Why is that? What's inside the problem? The inside is the top two layers – what we can see with our eyes. We think if we just solve that issue, everything will be fine, right? If we just change the person, process, or add a new rule, many parents think if they just take away their kid's phone, everything will be fine. Therefore, we put in a lot of effort to change those top two layers. Those are the insides of the problem.
But the true essence of solving a problem comes from the outside – what isn't visible as the problem itself. That's your mindset. So you need to shift that mindset, and all the changes will happen.
Don't underestimate that 90% of our behaviors are automatically filtered by our mindsets. So we need to make that 90% of unconscious, automatic behaviors more positive. That's the most important reason for us to learn mindset adjustment in this book.
Fixed Mindset vs. Growth Mindset
Fundamentally, mindsets can be categorized into four groups that correspond in pairs. The first group is the one you're all familiar with - we don't need to spend too much time on it since we devoted an entire book to it before. This is the fixed mindset and the growth mindset from Carol Dweck's highly influential book "Mindset."
She divides people into two types: those with a fixed mindset, and those with a growth mindset.
What's the core difference?
People with a fixed mindset more focus on their image, evaluations, and performance, while those with a growth mindset value growth, learning, and challenges more.
So for someone with a fixed mindset, the most important thing in life is proving themselves, right? It is crucial to evaluate themselves, so whatever they do, the first thing they think about is whether it's embarrassing or not, and how they rank compared to others.

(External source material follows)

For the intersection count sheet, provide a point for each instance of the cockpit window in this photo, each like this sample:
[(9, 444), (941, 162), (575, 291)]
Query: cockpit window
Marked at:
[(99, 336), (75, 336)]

Their whole life is spent comparing themselves to others, which leads to arrogance, diva behaviors, lack of integrity, and avoidance of challenges since it's a fixed mindset.
But for people with a growth mindset, they believe the world is changing. They don't need to compare themselves to others in this life. The most important thing is whether they can improve and learn. Even if something is embarrassing, it's okay because they learned something new and are happy, right? That's the growth mindset.

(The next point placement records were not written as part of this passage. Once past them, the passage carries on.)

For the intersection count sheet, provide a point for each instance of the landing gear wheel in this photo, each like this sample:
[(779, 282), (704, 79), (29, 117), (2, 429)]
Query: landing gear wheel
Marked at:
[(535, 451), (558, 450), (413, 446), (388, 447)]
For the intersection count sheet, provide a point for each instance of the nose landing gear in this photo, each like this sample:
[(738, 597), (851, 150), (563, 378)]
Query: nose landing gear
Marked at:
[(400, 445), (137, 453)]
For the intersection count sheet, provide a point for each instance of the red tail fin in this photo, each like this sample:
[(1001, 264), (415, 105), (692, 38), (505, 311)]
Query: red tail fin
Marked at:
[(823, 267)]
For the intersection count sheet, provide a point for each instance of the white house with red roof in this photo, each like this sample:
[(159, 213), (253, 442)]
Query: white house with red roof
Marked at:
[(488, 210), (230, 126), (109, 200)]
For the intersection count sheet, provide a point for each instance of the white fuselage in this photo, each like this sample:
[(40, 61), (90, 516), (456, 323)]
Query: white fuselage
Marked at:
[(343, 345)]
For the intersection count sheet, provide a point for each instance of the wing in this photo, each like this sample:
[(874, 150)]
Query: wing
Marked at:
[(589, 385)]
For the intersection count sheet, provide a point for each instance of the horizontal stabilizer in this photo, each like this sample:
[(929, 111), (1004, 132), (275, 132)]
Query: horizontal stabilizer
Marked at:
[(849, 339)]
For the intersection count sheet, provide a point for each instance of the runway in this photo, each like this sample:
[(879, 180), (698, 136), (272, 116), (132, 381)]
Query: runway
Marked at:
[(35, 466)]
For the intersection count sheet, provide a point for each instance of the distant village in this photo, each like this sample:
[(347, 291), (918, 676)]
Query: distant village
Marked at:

Those with it tend to be more honest because they don't see the outcome of this particular interaction as vital. They believe there will be future opportunities to connect and collaborate, right? And they're more willing to accept challenges and failures because as long as they learn, that's enough.
There's an interesting experiment called the "Blurred Handwriting Test."

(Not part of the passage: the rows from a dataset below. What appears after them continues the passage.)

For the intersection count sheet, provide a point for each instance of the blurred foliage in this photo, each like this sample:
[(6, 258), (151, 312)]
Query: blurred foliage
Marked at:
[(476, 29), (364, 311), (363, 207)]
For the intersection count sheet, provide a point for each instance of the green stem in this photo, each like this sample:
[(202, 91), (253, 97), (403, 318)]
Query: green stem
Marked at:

The author brought in two groups of students and first tested their mindsets through a questionnaire to see who leaned more fixed versus growth.
Then she gave both groups two sets of questions of similar difficulty. In the first part, both groups performed about the same since the questions were relatively simple. But in the second half, there was a twist - the questions had blurred handwriting, like a pirated book with typos and smudges, forcing you to guess the words. It was intentionally a low-quality set meant to test them.
The results were strikingly different this time. 72% of those with a growth mindset continued working on and solved those blurred questions, while only 35% of the fixed mindset group persisted.